Hesburgh Library
Navari Family Center for Digital Scholarship, 250E
University of Notre Dame
Notre Dame, IN 46556
(574) 631-8604
emorgan@nd.edu
This is a gentle introduction to the why's and how's of text mining—text mining in a nutshell.
At its core, text mining is about discovering patterns and anomalies in sets of written documents. Invariably, the process begins with the creation of a digitized corpus of materials. The content of the corpus may then be cleaned up, marked up, and organized, thus making it easier for computers to read and parse. From there "tokens"—usually words—are identified, counted, and tabulated. These techniques—usually employed under the rubric of "natural language processing"—form the basis of more sophisticated applications.
Some simple examples of text mining include:
frequency counts of words beginning with specific letters—By creating an alphabetical list of all the words in a document along with their counts, it is relative easy to look up a specific word and see how its variations are used.
frequency counts of common words and phrases—Ordering the list of words in a document (or n-length phrases) by their frequency allows the reader to get a sense of what words are mentioned most often in a corpus, or just as importantly, what is not mentioned. These sorts of frequency counts are the basis of visualizations known as word- or tag-clouds.
concordances—These are the world's oldest keyword-in-context indexes. For any given word or phrase, display n number of words surrounding the given word to see how it is used in a particular circumstance.
Textual documents are expressions of written language, and written language follows sets of loosely formulated rules. (If there were no "rules", then none of us would be able to understand each other.) Taking English as an example, all sentences must begin with a capital letter and end with a punctuation mark. Likewise, proper nouns are expected to be capitalized. In general, adverbs end in "ly", and many gerunds end in "ing". Based on these and other sorts of rules, more sophisticated applications can be created, such as:
parts-of-speech (POS) analysis—English is made up of nouns, verbs, adjectives, etc. POS tools allow the reader to count and tabulate these occurrences and then make evaluations. Is this text more masculine or feminine? Is it more singular or plural? Are there a preponderance of action verbs? What about colors? Are the sentences long or short?

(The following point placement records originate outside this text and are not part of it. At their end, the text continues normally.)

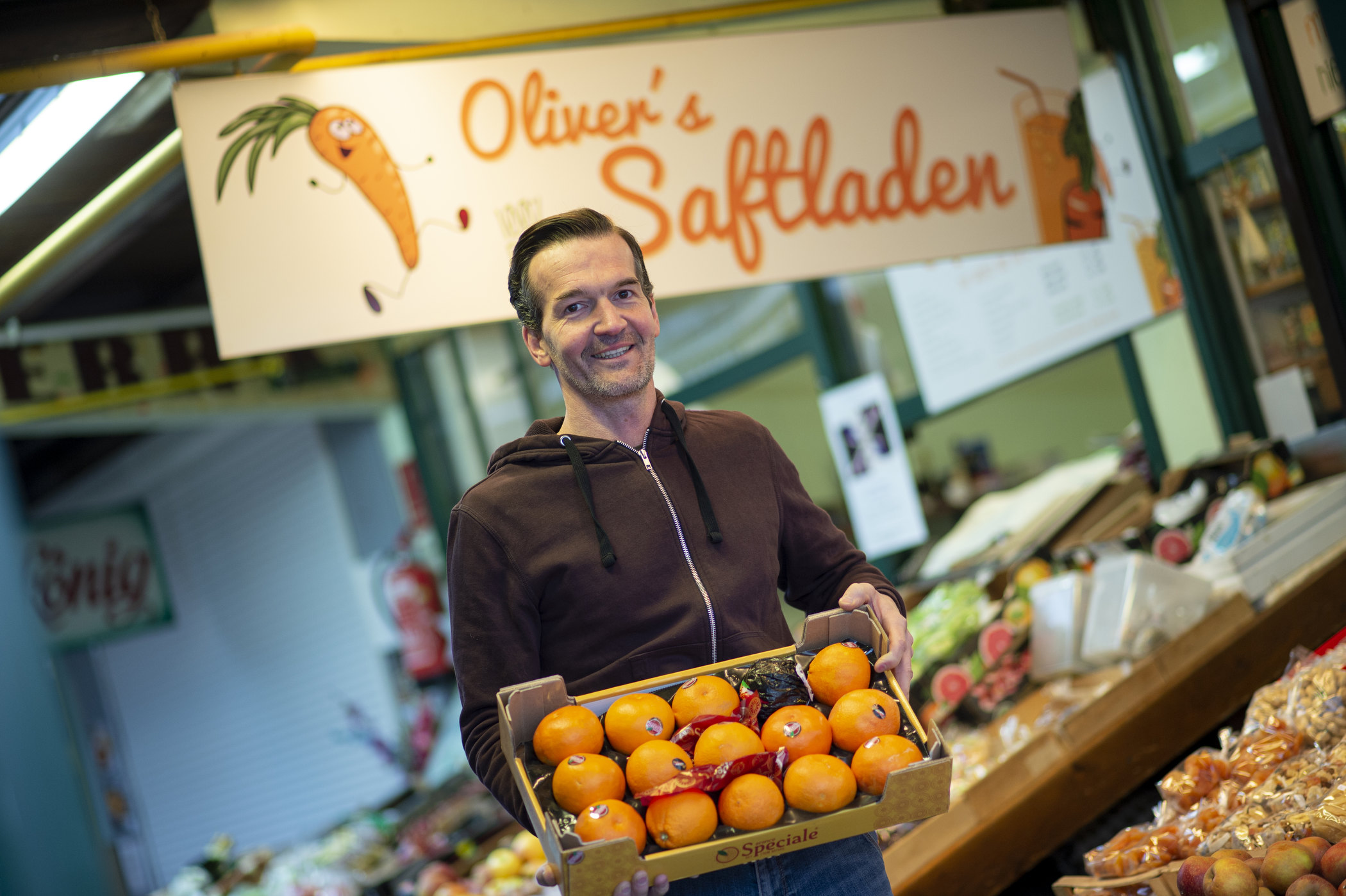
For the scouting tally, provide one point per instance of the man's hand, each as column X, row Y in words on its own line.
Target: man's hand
column 638, row 886
column 899, row 640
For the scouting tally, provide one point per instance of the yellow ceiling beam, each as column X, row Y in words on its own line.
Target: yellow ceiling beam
column 183, row 53
column 100, row 210
column 712, row 15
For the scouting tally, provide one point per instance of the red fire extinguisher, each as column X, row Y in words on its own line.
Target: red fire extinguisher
column 413, row 601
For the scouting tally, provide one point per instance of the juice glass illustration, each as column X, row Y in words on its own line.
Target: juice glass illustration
column 1161, row 281
column 1042, row 116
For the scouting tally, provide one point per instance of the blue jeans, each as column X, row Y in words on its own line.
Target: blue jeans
column 850, row 867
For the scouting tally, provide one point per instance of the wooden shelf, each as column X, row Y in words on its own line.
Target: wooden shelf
column 1067, row 777
column 1275, row 284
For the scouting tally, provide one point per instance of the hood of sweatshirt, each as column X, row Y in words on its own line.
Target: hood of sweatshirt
column 542, row 444
column 543, row 447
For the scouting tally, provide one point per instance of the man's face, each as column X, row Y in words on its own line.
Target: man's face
column 598, row 326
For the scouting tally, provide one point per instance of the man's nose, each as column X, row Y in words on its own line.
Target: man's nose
column 609, row 319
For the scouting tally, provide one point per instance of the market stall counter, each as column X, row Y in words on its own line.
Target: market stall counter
column 1065, row 777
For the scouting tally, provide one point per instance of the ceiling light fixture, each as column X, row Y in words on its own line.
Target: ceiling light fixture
column 56, row 129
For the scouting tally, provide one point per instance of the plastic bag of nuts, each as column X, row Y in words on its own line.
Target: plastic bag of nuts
column 1317, row 702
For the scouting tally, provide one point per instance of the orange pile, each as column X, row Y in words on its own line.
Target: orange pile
column 838, row 670
column 863, row 715
column 704, row 696
column 818, row 783
column 653, row 763
column 751, row 802
column 800, row 729
column 681, row 820
column 878, row 756
column 567, row 731
column 586, row 778
column 726, row 742
column 610, row 820
column 636, row 718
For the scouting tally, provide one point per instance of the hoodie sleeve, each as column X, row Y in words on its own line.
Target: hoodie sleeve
column 817, row 561
column 495, row 635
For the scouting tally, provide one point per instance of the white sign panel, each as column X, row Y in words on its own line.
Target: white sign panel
column 871, row 459
column 1314, row 60
column 95, row 577
column 351, row 204
column 976, row 323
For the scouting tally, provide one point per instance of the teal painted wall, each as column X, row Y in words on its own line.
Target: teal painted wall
column 47, row 838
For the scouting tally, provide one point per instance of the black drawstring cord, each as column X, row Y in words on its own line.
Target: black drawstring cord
column 703, row 499
column 604, row 547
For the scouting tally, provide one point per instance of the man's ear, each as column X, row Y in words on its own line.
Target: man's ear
column 536, row 347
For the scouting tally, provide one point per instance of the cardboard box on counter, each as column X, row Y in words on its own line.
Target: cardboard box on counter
column 594, row 870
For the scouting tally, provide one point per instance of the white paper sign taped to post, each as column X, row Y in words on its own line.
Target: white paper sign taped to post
column 871, row 459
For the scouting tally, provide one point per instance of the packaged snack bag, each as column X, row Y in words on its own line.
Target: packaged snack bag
column 1185, row 786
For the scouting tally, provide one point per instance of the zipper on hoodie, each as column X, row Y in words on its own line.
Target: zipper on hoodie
column 681, row 540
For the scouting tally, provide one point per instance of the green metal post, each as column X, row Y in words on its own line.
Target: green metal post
column 1123, row 29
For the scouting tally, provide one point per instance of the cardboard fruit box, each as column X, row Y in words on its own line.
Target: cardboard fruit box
column 917, row 792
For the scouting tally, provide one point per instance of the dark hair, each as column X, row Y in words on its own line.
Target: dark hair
column 579, row 224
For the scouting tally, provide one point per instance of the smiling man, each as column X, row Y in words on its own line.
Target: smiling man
column 635, row 537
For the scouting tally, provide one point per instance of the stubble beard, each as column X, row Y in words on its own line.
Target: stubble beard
column 597, row 388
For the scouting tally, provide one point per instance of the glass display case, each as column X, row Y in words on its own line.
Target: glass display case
column 1268, row 283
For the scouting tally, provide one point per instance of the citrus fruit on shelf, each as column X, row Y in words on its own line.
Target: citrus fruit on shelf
column 838, row 670
column 751, row 802
column 862, row 715
column 567, row 731
column 636, row 718
column 1031, row 572
column 681, row 820
column 724, row 742
column 882, row 755
column 585, row 779
column 653, row 763
column 610, row 820
column 528, row 847
column 704, row 696
column 818, row 783
column 801, row 729
column 504, row 863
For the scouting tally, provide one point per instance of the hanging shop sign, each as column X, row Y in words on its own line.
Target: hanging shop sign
column 1314, row 60
column 974, row 324
column 871, row 460
column 96, row 576
column 351, row 204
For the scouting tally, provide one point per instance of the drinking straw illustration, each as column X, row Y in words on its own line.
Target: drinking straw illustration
column 1030, row 84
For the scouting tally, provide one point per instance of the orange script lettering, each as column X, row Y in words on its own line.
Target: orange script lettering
column 760, row 177
column 545, row 121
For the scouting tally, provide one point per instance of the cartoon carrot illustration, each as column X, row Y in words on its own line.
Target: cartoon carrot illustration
column 346, row 142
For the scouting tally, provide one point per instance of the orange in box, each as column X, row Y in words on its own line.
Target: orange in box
column 917, row 792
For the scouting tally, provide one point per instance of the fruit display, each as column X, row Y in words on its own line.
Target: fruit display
column 1277, row 784
column 975, row 658
column 697, row 759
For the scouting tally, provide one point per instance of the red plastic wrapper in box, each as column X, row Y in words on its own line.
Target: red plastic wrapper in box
column 691, row 732
column 712, row 778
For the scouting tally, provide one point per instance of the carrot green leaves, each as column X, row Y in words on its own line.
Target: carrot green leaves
column 272, row 121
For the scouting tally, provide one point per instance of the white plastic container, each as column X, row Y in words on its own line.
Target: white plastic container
column 1059, row 606
column 1136, row 604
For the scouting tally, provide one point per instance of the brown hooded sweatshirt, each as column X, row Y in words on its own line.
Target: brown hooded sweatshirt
column 586, row 560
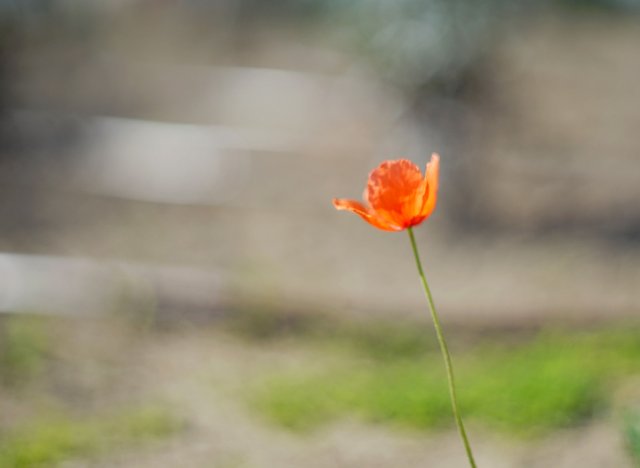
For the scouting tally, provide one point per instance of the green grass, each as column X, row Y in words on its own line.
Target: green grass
column 392, row 374
column 51, row 440
column 632, row 434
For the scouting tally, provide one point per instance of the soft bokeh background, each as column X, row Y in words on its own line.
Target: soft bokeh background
column 176, row 288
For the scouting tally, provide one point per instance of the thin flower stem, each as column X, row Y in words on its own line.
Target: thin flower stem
column 445, row 351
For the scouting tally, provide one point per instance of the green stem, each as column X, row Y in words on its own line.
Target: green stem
column 445, row 351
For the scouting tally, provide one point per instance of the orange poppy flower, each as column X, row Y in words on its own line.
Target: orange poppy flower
column 397, row 194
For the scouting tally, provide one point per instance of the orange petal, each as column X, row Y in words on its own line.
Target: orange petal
column 393, row 190
column 359, row 209
column 431, row 178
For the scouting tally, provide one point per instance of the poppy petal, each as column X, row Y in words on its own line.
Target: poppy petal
column 359, row 209
column 392, row 190
column 431, row 178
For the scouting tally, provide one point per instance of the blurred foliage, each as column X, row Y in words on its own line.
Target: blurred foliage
column 556, row 379
column 632, row 434
column 51, row 440
column 23, row 349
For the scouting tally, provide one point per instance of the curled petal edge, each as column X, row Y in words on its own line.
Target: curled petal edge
column 366, row 214
column 431, row 193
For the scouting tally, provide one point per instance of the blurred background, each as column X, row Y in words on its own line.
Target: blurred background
column 176, row 288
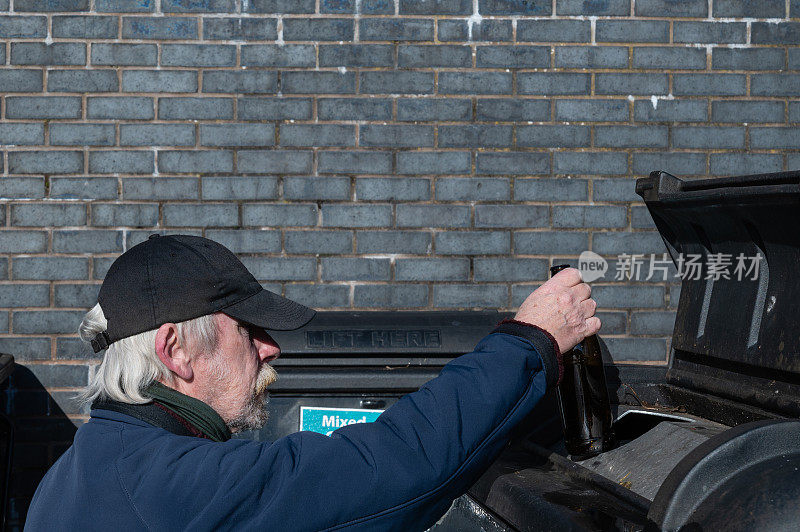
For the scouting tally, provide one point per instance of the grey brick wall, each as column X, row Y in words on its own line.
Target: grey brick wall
column 378, row 154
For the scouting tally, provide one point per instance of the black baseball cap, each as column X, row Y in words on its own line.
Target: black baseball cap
column 180, row 277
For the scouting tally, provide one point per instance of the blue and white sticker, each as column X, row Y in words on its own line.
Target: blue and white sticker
column 326, row 420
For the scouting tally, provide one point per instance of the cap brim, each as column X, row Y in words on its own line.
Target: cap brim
column 270, row 311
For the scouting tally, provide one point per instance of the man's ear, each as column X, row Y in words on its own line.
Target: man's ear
column 172, row 353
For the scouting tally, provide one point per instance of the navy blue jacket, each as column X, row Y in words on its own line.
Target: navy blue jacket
column 399, row 473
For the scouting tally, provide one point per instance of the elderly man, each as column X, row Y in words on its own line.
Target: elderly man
column 184, row 326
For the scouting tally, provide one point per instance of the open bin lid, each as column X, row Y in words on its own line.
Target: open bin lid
column 735, row 335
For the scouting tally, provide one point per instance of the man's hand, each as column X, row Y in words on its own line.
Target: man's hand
column 563, row 307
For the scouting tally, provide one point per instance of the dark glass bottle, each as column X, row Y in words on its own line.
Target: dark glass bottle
column 583, row 398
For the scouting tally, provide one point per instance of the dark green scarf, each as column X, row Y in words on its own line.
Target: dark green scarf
column 196, row 412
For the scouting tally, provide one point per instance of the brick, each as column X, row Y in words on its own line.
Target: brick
column 272, row 215
column 318, row 242
column 354, row 109
column 512, row 109
column 395, row 29
column 396, row 136
column 355, row 162
column 235, row 188
column 118, row 214
column 318, row 82
column 28, row 53
column 750, row 112
column 775, row 138
column 707, row 137
column 669, row 57
column 746, row 163
column 432, row 269
column 546, row 136
column 550, row 243
column 774, row 84
column 592, row 110
column 614, row 190
column 273, row 108
column 509, row 163
column 318, row 29
column 195, row 108
column 678, row 163
column 317, row 135
column 631, row 136
column 13, row 27
column 632, row 31
column 237, row 134
column 195, row 161
column 550, row 190
column 200, row 215
column 472, row 189
column 159, row 81
column 65, row 134
column 239, row 29
column 589, row 216
column 433, row 162
column 85, row 27
column 163, row 28
column 159, row 188
column 128, row 162
column 624, row 84
column 512, row 216
column 476, row 135
column 591, row 57
column 396, row 82
column 316, row 188
column 628, row 296
column 548, row 83
column 593, row 7
column 273, row 55
column 50, row 268
column 710, row 32
column 23, row 242
column 433, row 109
column 319, row 296
column 156, row 135
column 392, row 296
column 45, row 162
column 748, row 59
column 392, row 189
column 349, row 215
column 280, row 6
column 83, row 187
column 25, row 295
column 355, row 269
column 469, row 296
column 124, row 54
column 433, row 216
column 21, row 134
column 553, row 31
column 670, row 110
column 21, row 80
column 510, row 269
column 132, row 108
column 278, row 161
column 440, row 55
column 358, row 55
column 709, row 84
column 87, row 241
column 415, row 242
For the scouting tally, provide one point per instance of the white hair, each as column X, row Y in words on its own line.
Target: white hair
column 131, row 364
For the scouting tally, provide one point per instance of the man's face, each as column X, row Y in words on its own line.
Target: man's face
column 238, row 373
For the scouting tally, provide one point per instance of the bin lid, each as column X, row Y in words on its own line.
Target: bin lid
column 736, row 329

named entity extraction—Nouns can be subdivided into different types: names, places, dates, times, etc. Identifying and tabulating these particular types help to characterize a text. It can also help to "read a text from a 'distance'" as well as answer some basic questions. When does action take place? Where does action take place? Who are the major (or minor) characters in the text. The answers to these questions can then be linked with things like bibliographic indexes, image databases, atlases, gazetteers, or other textual documents to enhance the reading process.
sentiment analysis—Similar to named entity extraction, the "feeling" or subject content of a text can be determined through text mining and analysis. The result of such a process may classify a document as expressing happiness, sadness, anger, etc. Think how this could be applied to movie or book reviews. Think how it could be applied to children's literature or Gothic novels.
summarization—This process is used to generate brief statements outlining the substance of a text. This is usually done through stylistic analysis such a looking for sentences starting with phrases such as "In conclusion", "In summary", etc.
classification and clustering—These processes are used to divide a large set of documents (or maybe even sets of paragraphs) into a number of smaller sets. Classification -- a kin to the library cataloging process -- assumes the existence of broad categories where documents are expected to be placed. Clustering creates sets of broader categories based the content of the documents.
The use to text mining in the humanities is simply the application computing techniques to the liberal arts. Their use is similar to use of the magnifying glass by Galileo. Instead of turning it down to count the number of fibers in a cloth (or to write an email message), it is being turned up to gaze at the stars (or to analyze the human condition). What he finds there is not so much truth as much as new ways to observe.